Jebrassy stared earnestly at the shining black beads. “I’m looking,” he said, perching in a half squat beside her. “I don’t—”
She raised her hand and bent his head to the proper angle, and he jerked as bright images flooded his eyes. He could see nothing else. The effect was immediate and startling—scenes flew past so quickly he couldn’t make sense of them; intense, sick-making. “I’m going to throw up,” he warned.
“You’ll get used to it, and it’s worth the headache, too. I’m still learning how to look properly. If you want to hazard a guess about all the knobs and bumps, go right ahead.”
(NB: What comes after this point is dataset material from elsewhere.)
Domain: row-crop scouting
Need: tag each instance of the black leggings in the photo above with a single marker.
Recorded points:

“What if we accidentally erase the records?”
Tiadba shrugged. “I doubt they’d let anyone here have that sort of power.”
Jebrassy felt a surge of interest. Ever above the thought of leaving the Kalpa soared the need to know what he was, and what his place might be. No one had yet been able to tell him that, though since childhood he’d been convinced that in the ancient places, in the depths of the walls—even in such illusions a
s the ceil, and the false bookshelves high in the blocs—there were clues.
More than clues…
The story, complete and convincing.
Justification for all he was doing.
“This seems to slow the parade,” he murmured, fingers prodding a dimple. He found that with some practice he could push the dimple to the right or the left. And then he realized that it was not his finger changing the speed, but the way in which he looked at the racing images—the way he darted his attention one way, then the next. Concentration, focus, the flick of an eyelid or facial muscle. The display was controlled by expression more than fingers.
The quickstep parade of scenes slowed to a crawl. Each part of the parade was itself another parade, but moving at relatively normal speed—three-dimensional representations somehow all visible, one through another: visible, dense, and real.
“Getting used to it?” Tiadba asked, pressing her shoulder against his.
“No,” he said, but he was—sort of. “How do you choose?”
She patiently explained what she knew. The combination of the floating sense of other-reality and Tiadba’s voice was hypnotic. After a while Jebrassy realized he was as fascinated by the sounds she made as by the panoramas they were accessing—which, after all, seemed nothing more than surveys of places within the Tiers, many of them already familiar.
All of the programs were devoid of citizens. They revealed only empty places, deserted spaces. The effect was spooky, like peering into a dead city—or visiting the Diurns themselves.
“The person who operated this was smaller,” Tiadba said, and then added in a bare whisper, “But the operator wasn’t expected to be any brighter than you or me…or very different in shape. They must have been people like us, but they were allowed to see these things, and to know some of what was happening to them. We aren’t—not anymore. I wonder why?”